7° De "gecoördineerde wet": de wet betreffende de verplichte verzekering voor geneeskundige verzorging en uitkeringen, gecoördineerd op 14 juli 1994;
8° "Het Instituut" : het Rijksinstituut voor ziekte- en invaliditeitsverzekering bedoeld in artikel 2, a), van de gecoördineerde wet;
9° Het "Algemeen beheerscomité" : het Algemeen beheerscomité bedoeld in artikel 11 van de gecoördineerde wet.
Art.2. § 1. Het bedrag bedoeld in artikel 1, 3° wordt teruggestort door de verzekeringsinstellingen op de bankrekening van het Instituut binnen de termijn bedoeld in artikel 195, § 1, 2°, lid 8, van de gecoördineerde wet. Te dien einde deelt het Instituut aan de verzekeringsinstellingen, benevens het terug te storten bedrag, zijn referte en het bankrekeningnummer mee.
Deze communicatie gebeurt schriftelijk en onverwijld, volgend op de kennisname door het Instituut van de beslissing van de Raad van de Controledienst.
§ 2. Het bedrag gestort door de verzekeringsinstellingen wordt geboekt als inkomsten in het budget van het jaar van terugstorting en het overblijvende deel dat niet aangewend werd voor de financiering van projecten tijdens het jaar van terugstorting, in de boekhoudkundige balans van het Instituut.
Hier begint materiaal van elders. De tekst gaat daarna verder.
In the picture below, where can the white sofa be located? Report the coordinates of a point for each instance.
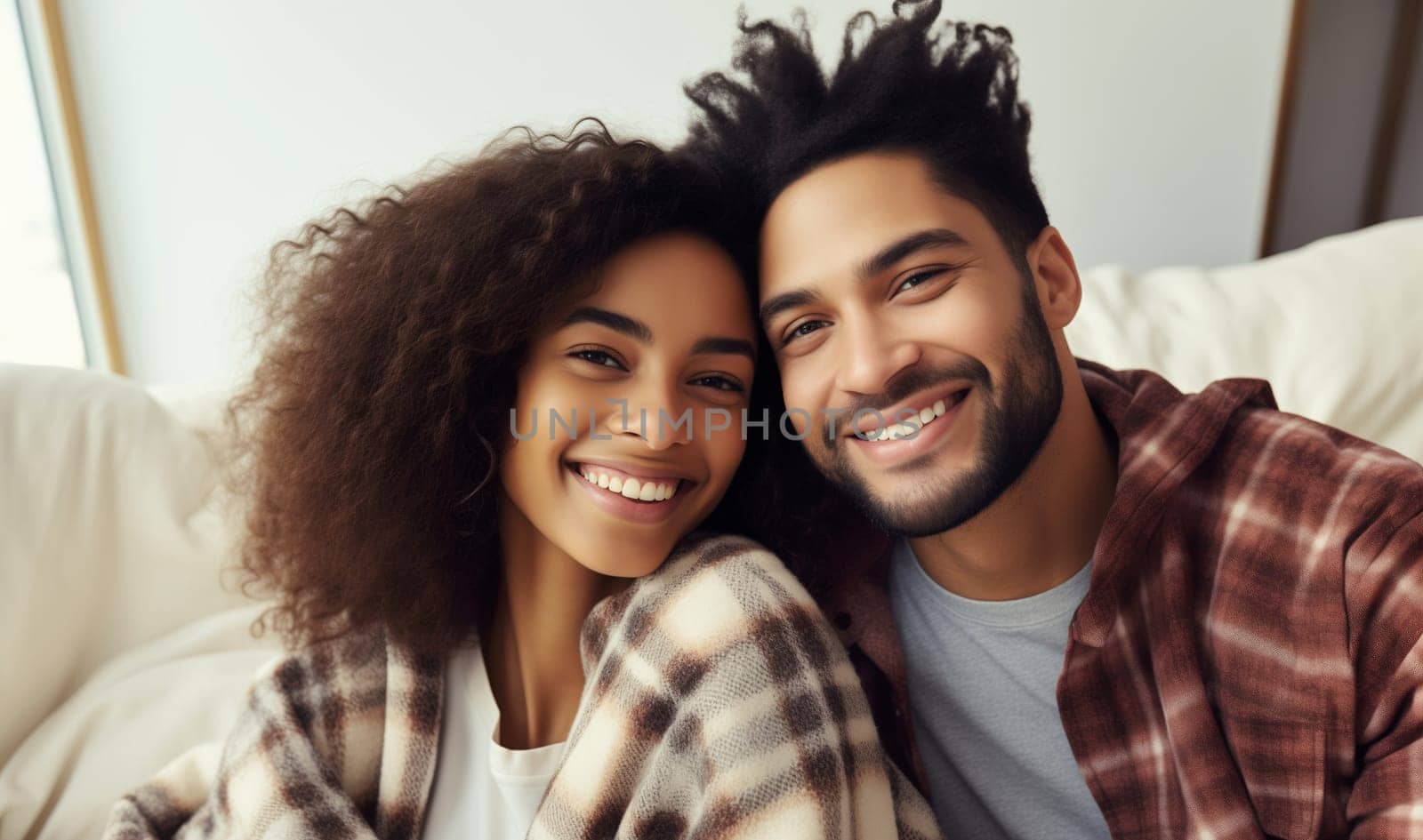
(120, 648)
Het wordt daar uitsluitend bestemd voor de projecten bedoeld in artikel 4.
De intresten met betrekking tot dit bedrag worden eveneens uitsluitend toegerekend aan de projecten bedoeld in artikel 4.
§ 3. De verzekeringsinstellingen hebben geen schuldvordering ten aanzien van het Instituut op de teruggestorte bedragen en evenmin op de bijbehorende intresten.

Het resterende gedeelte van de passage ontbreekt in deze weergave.